En los años lejanos de la Transición, cuando las libertades ganadas y los derechos pactados exigían inteligencia, educación y mesura para eludir las trampas continuas de los radicales, las figuras de ciertos políticos catalanes emergieron acrecentadas porque, con su capacidad probada de sostener las reivindicaciones eternas y el pago puntual y generoso de los hechos diferenciales en su campo, mantenían también excelentes y provechosas relaciones con el Gobierno del Estado.

La aceleración histórica de la última década, crisis mediante, y la irrupción de las airadas primaveras de izquierda y derecha recluyeron el seny (juicio, cordura, sensatez, según los diccionarios) en un pasado remoto que se contempla por sus beneficiarios sin emoción ni nostalgia. En su lugar, y predicada por los antaño juiciosos, cuerdos y sensatos, aparece la rauxa (arranque y arrebato) que, en distintos tonos, dictan el investigado e intocable Pujol y su disciplinada y ejemplar familia, el huido Puigdemont, crecido por el azar, su gregario genetista Torra, el místico sectario Junquera, los civilizados Jordis y los meritorios que, en una carrera de relevos, pugnan por ser los más drásticos en las demandas y los más contundentes en el lenguaje.

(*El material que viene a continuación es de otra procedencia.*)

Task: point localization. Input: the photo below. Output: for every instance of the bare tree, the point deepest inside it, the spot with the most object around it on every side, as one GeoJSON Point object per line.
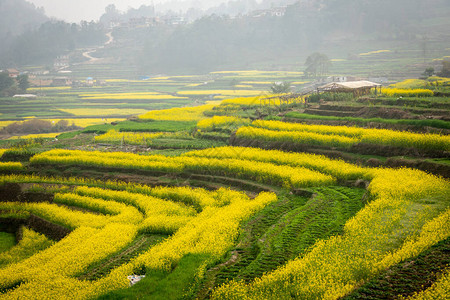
{"type": "Point", "coordinates": [317, 64]}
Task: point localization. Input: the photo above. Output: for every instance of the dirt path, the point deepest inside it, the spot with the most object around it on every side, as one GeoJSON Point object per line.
{"type": "Point", "coordinates": [89, 51]}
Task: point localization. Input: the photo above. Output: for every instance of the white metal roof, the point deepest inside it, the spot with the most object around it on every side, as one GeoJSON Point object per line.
{"type": "Point", "coordinates": [349, 85]}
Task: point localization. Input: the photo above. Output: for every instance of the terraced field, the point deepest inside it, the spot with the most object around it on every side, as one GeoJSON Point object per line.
{"type": "Point", "coordinates": [232, 200]}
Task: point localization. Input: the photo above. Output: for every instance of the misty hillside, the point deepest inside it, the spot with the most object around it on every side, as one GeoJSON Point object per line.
{"type": "Point", "coordinates": [275, 36]}
{"type": "Point", "coordinates": [17, 16]}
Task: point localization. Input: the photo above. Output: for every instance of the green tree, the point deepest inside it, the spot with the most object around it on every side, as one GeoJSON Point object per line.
{"type": "Point", "coordinates": [23, 83]}
{"type": "Point", "coordinates": [445, 72]}
{"type": "Point", "coordinates": [317, 64]}
{"type": "Point", "coordinates": [6, 83]}
{"type": "Point", "coordinates": [280, 87]}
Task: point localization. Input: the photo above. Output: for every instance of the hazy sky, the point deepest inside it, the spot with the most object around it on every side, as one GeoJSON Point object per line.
{"type": "Point", "coordinates": [77, 10]}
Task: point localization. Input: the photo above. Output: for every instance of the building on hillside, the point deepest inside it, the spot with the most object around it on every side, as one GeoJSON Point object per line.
{"type": "Point", "coordinates": [358, 88]}
{"type": "Point", "coordinates": [61, 81]}
{"type": "Point", "coordinates": [61, 62]}
{"type": "Point", "coordinates": [13, 73]}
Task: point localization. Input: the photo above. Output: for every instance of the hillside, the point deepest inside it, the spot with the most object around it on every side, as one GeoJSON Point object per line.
{"type": "Point", "coordinates": [256, 196]}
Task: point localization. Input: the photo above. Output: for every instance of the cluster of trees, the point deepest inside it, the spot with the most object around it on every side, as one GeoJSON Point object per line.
{"type": "Point", "coordinates": [37, 126]}
{"type": "Point", "coordinates": [51, 39]}
{"type": "Point", "coordinates": [220, 42]}
{"type": "Point", "coordinates": [11, 86]}
{"type": "Point", "coordinates": [29, 37]}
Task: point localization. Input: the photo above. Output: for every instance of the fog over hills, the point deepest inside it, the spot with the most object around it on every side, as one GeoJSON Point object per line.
{"type": "Point", "coordinates": [77, 10]}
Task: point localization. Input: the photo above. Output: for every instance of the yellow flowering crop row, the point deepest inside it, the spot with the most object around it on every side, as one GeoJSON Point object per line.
{"type": "Point", "coordinates": [31, 243]}
{"type": "Point", "coordinates": [297, 137]}
{"type": "Point", "coordinates": [10, 166]}
{"type": "Point", "coordinates": [61, 215]}
{"type": "Point", "coordinates": [336, 135]}
{"type": "Point", "coordinates": [178, 114]}
{"type": "Point", "coordinates": [196, 197]}
{"type": "Point", "coordinates": [68, 257]}
{"type": "Point", "coordinates": [103, 112]}
{"type": "Point", "coordinates": [147, 204]}
{"type": "Point", "coordinates": [135, 96]}
{"type": "Point", "coordinates": [409, 84]}
{"type": "Point", "coordinates": [48, 88]}
{"type": "Point", "coordinates": [397, 92]}
{"type": "Point", "coordinates": [323, 164]}
{"type": "Point", "coordinates": [374, 52]}
{"type": "Point", "coordinates": [262, 100]}
{"type": "Point", "coordinates": [134, 138]}
{"type": "Point", "coordinates": [222, 92]}
{"type": "Point", "coordinates": [220, 121]}
{"type": "Point", "coordinates": [212, 231]}
{"type": "Point", "coordinates": [36, 135]}
{"type": "Point", "coordinates": [49, 273]}
{"type": "Point", "coordinates": [392, 227]}
{"type": "Point", "coordinates": [260, 171]}
{"type": "Point", "coordinates": [117, 212]}
{"type": "Point", "coordinates": [251, 73]}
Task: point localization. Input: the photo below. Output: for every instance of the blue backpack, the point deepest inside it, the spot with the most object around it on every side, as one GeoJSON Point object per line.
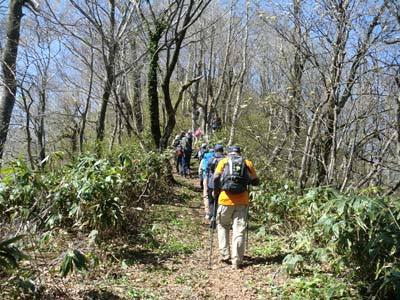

La industrialización catalana debe tanto al primer Borbón -el centralista Felipe V contra el que lucharon en defensa de sus intereses particulares- como a sus venales sucesores, que cubrieron sin regateos sus demandas e, incluso, a la dictadura que si bien proscribió y persiguió las diferencias en todas partes, dotó a las periferias desarrolladas con inversiones preferentes y envidiadas por las pobres. En el contencioso sin salida que lastra a Cataluña, y fastidia al resto de las comunidades, aparecen ciertos signos positivos -no abrir nuevos frentes judiciales, por ejemplo- que si bien no tocan la cuestión mollar, por lo menos atenúan relativamente la rauxa o el cabreo y, con concesiones por ambas partes, podrían crear un espacio de entendimiento cuando todos, absolutamente todos, perdamos los miedos semánticos y el federalismo, la asignatura pendiente, deje de ser considerada como la bicha por unos y como una limosna corta por los secesionistas. Se trata, lisa y llanamente, de elegir entre la embestida y el riesgo del arrebato o el sentido común, que Alberto Moravia calificó como la salud contagiosa.